James Brenner and Charles Jones, the couple in Tallahassee who first challenged Florida's marriage ban in federal court, celebrated Hinkle's decision on Thursday. Married in Canada in 2009, they were considered single under Florida law, where the state's marriage ban prevented Brenner from designating Jones as his spouse while enrolling in the state's retirement program.
"It's a very good day for everybody," Brenner said. "And I know there's a lot of smiles out there right now on the part of a lot of people who were wondering if we would ever get here. It's time."
Brenner said he remains concerned that the clerk in Leon County, which includes Tallahassee, will not heed Hinkle's order. He plans to accompany another couple, friends of his, to the clerk's office on Tuesday morning to ensure they receive a license. If they don't, he said, his attorneys are on speed-dial.
Uncertainty about how to interpret Hinkle's August ruling took hold among clerks after they were initially advised by the law firm that represents Florida's clerk's association, that the judge's decision did not apply to clerks not named in the federal lawsuit.
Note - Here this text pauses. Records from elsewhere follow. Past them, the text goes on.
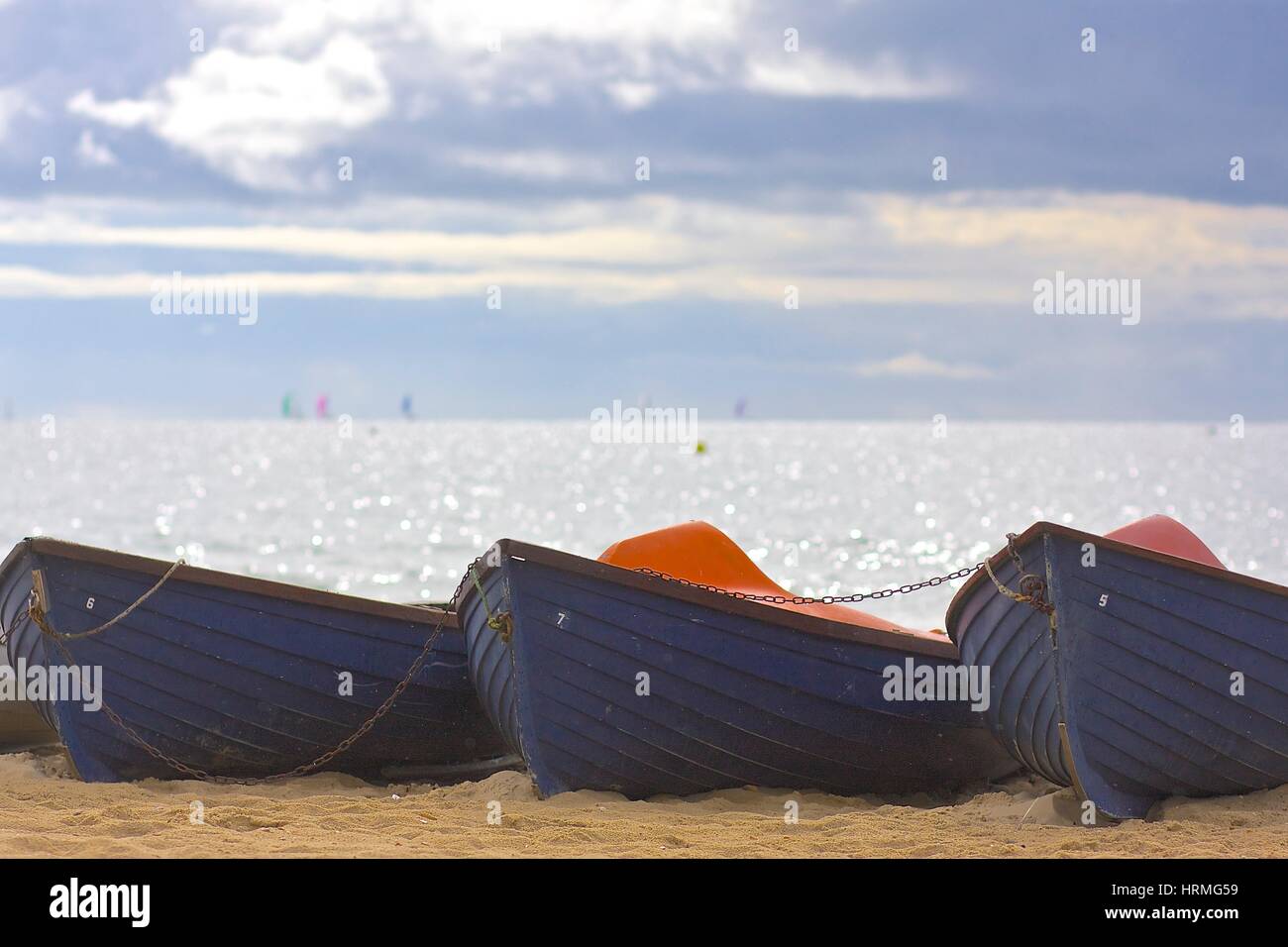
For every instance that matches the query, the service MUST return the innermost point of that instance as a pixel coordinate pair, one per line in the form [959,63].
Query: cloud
[815,75]
[282,81]
[12,105]
[915,365]
[535,165]
[631,95]
[249,115]
[961,252]
[93,154]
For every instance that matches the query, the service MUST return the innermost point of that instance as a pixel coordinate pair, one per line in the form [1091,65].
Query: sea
[397,509]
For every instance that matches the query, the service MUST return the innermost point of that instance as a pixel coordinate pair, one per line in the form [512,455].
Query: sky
[845,214]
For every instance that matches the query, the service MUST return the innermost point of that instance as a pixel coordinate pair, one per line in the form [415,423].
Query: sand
[46,812]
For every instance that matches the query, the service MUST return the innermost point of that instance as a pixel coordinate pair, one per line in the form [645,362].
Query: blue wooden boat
[231,676]
[21,727]
[604,677]
[1133,668]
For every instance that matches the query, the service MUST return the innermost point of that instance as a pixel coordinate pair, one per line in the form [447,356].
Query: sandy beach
[47,813]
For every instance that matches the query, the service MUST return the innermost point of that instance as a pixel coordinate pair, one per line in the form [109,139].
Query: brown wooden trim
[197,575]
[807,624]
[1043,527]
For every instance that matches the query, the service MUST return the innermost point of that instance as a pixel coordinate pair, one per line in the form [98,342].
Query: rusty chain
[806,599]
[1031,587]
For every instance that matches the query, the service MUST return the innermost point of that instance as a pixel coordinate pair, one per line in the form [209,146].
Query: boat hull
[237,677]
[1153,677]
[606,680]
The law firm, Greenberg Traurig, warned clerks outside of Washington County that if they chose to issue licenses, they could be prosecuted or forced out of their elected positions.
The firm's advice, which was strongly disputed by attorneys for the plaintiffs, led Washington County's clerk of court to request that Hinkle clarify his opinion.
On Thursday, the law firm reversed its recommendation.
"Judge Hinkle's order states that any clerk refusing to issue a license could be subject to civil damages and liability for the plaintiffs' fees and costs," said the firm's co-president, Hilarie Bass. "Greenberg Traurig has advised the Florida Association of Court Clerks and Comptrollers that clerks should follow the judge's ruling for all marriage-license applications or face the consequences identified by Judge Hinkle."
In the days preceding Hinkle's order, Florida's clerks have dealt with the confusion differently, their divergent responses reflective of the state's upside-down political geography.
On Thursday, the same day Orange County's clerk of court said she would issue marriage licenses, clerks in Duval, Clay, and Baker counties in the northeast said they would stop the long-standing practice of performing courthouse weddings rather than marry gay couples. Though the courts could require them to issue marriage licenses, the clerks said their employees were uncomfortable officiating same-sex weddings.
John Stemberger, president of the conservative organization Florida Family Action Inc., which spearheaded efforts to pass the state's gay-marriage ban, broadcast his opposition to the judge's order on Twitter. It is "being widely misinterpreted" he wrote.
"Judge Hinkle has no jurisdiction outside the Northern District of Florida to bind any clerk outside of North Florida,'' Stemberger, who is an attorney, wrote.
Pat Frank, the Hillsborough clerk, said she expects more clerks of court, particularly in small, rural counties, to stop holding wedding ceremonies. At a meeting of Florida clerks held last year, which Frank attended, at least half a dozen clerks stood up and voiced opposition, based largely on their religious beliefs, she said.
Although Hinkle's order answers the most pressing question for state officials, his is not the final word. Following the judge's August ruling, Bondi appealed to the 11th U.S. Circuit Court of Appeals in Atlanta and asked the court to block marriages from taking place before it could rule. The court refused her request, as did the U.S. Supreme Court. But the merits of her appeal have yet to be ruled on.